D'une part, le 30 août, 35,3 millions d'euros ont été utilisés pour sécuriser le paiement des primes d'épargne logement versées par l'État lors de la clôture de plans d'épargne-logement (PEL) ou de la mobilisation de comptes d'épargne logement (CEL) sur le programme 145 « Épargne » de la mission « Engagements financiers de l'État »13(*). Le rapporteur général constate qu'une telle ouverture de crédits en urgence avait déjà été nécessaire le 9 octobre 2023, à hauteur de 13,0 millions d'euros, ce que la Cour des comptes avait considéré comme inacceptable car « cet abondement n'était ni accidentel, ni imprévisible et aurait dû être couvert par l'auto-assurance de la mission »14(*). Il partage pleinement ces conclusions et appelle en conséquence à mieux prévoir les crédits initiaux de ce programme, ce qui semble être le cas dans le projet de loi de finances pour 202515(*). La dotation pour dépenses accidentelles et imprévisibles ne saurait constituer une réserve pour sous-budgétisation.
D'autre part, le 19 septembre et de manière plus conforme au critère d'imprévisibilité, 49 millions d'euros ont été transférés au programme 232 « Vie politique » de la mission « Administration générale et territoriale de l'État » afin de financer certaines dépenses liées à l'organisation des élections législatives anticipées16(*).
* 11 Mission d'information sur la dégradation des finances publiques depuis 2023, son suivi par l'administration et le Gouvernement et les modalités d'information du Parlement sur la situation économique, budgétaire et financière de la France, poursuite des travaux en octobre et novembre 2024.
* 12 En application de l' article 14 de la loi organique n° 2001-692 du 1er août 2001 relative aux lois de finances, le montant des crédits annulés par voie réglementaire ne peut dépasser 1,5 % des crédits ouverts par les lois de finances de l'année, soit 12,2 milliards d'euros si l'on considère la totalité des crédits ouverts sur le budget général, les budgets annexes et les comptes spéciaux.
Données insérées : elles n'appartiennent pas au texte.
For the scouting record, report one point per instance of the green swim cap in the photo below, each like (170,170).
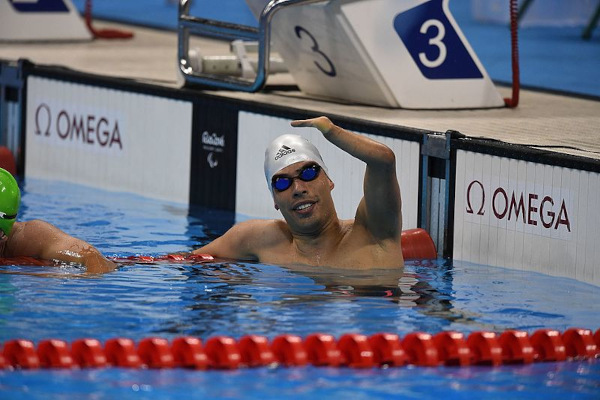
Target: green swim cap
(10,199)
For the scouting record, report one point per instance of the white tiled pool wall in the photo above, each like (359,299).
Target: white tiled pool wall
(507,212)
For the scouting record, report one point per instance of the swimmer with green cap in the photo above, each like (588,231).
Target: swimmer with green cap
(311,232)
(38,238)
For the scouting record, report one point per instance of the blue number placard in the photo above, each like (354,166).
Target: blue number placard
(434,44)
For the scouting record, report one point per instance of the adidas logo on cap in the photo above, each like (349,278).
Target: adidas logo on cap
(283,151)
* 13 Décret n° 2024-885 du 30 août 2024 portant ouverture et annulation de crédits et rapport relatif à ce décret.
* 14 Cour des comptes, note d'exécution budgétaire relative à l'exécution de la mission « Engagements financiers de l'État en 2023, p. 40.
* 15 Les crédits ouverts sur le programme 145 sont de 119,4 millions d'euros dans le projet de loi de finances pour 2025, contre 71,1 millions d'euros en loi de finances initiale pour 2024.
* 16 Décret n° 2024-891 du 19 septembre 2024 portant ouverture et annulation de crédits et rapport relatif à ce décret.